David Byrd/for PhillyVoice

Burlesque star Lillian Boothe.

Bustle’s hyper-awareness of her body incited a decades-long rollercoaster relationship with restrictive fad diets.

“My mom would have us go on grapefruit diets. We’d eat grapefruit for a week, and then she would just break down and buy Oreos.”

Bustle’s strained relationship with weight, body image and food only intensified when she moved to New York to pursue a career in musical theater.

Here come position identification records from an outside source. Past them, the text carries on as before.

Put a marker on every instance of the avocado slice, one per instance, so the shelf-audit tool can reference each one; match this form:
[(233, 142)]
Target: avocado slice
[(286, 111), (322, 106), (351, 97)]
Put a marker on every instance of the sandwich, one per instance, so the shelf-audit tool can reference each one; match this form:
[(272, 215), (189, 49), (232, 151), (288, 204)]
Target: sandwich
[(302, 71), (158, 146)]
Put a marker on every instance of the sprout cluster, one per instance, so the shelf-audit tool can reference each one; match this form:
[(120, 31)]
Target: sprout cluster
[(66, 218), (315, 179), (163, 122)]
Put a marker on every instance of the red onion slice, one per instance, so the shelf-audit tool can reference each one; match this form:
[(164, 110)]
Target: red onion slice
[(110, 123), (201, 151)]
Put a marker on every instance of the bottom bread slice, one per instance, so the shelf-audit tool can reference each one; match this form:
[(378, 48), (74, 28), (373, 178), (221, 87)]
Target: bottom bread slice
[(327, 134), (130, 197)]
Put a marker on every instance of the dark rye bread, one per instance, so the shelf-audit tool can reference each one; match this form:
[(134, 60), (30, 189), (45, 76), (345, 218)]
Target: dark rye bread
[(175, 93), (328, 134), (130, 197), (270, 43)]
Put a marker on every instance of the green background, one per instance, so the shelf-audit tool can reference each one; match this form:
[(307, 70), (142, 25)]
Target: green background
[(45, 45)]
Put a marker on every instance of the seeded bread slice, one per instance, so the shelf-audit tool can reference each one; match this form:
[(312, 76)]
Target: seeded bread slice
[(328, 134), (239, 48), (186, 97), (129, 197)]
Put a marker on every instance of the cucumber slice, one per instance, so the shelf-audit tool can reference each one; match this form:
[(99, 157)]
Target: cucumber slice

“At my biggest, I was about 280 pounds. Then I went on Atkins and dropped about a hundred pounds in a year. I thought I would finally get the roles I was hoping for. I thought, ‘Well, now I’m thin enough to be the fat best friend.’ And then my father, grandmother, and mother passed away within the span of a few years. I had been tricking myself into believing this incredibly strict eating plan was a sustainable way of life. It was not.”

After suffering so much loss, Bustle gained the weight right back.

She took up burlesque dancing when musical theater failed to provide sincere, character-driven roles for plus-size women who don’t want to play the fat best friend.

“I felt like, in musical theater, people didn’t want to hear someone who looked like me tell stories. There wasn’t any room for someone who looked like me on stage.”

While Bustle believes there are still venues that won’t book plus size dancers, burlesque has provided her no shortage of opportunities. As a dancer, she gets to run her own show. The response has been overwhelmingly positive.

“I have yet to have anyone say anything negative to my face. It’s totally mind blowing. Sometimes, men come up to me after shows, very respectfully, and say something like, ‘You know, my wife looks a lot like you and I wish she could see you perform, because I tell her all the time how beautiful she is and I just don’t think she’ll ever believe me until she sees somebody else doing this.’”

Bustle says the demand for burlesque is growing, especially in urban areas like New York, where she attended The New York School of Burlesque.

“The fact that there’s such a huge audience for this is very telling. People have been starved of these experiences, from seeing someone up on stage with a body they relate to, sharing an experience they relate to.”

Bustle’s bringing the universal experience of enduring body shame to The Philadelphia Burlesque Festival, running May 19-22 at the Plays & Players Theatre, where she’ll be performing ‘Yes.’ She says the goal is to inspire women and men alike to say ‘yes’ to their bodies and establish a new, more inclusive standard of beauty.

For Bustle, it’s the role of a lifetime.

“The last time I performed ‘Yes,’ I could hear people audibly crying. It really cracked my heart wide open. I feel more connected to the audience when I do that piece than I have with anything else I’ve ever performed.”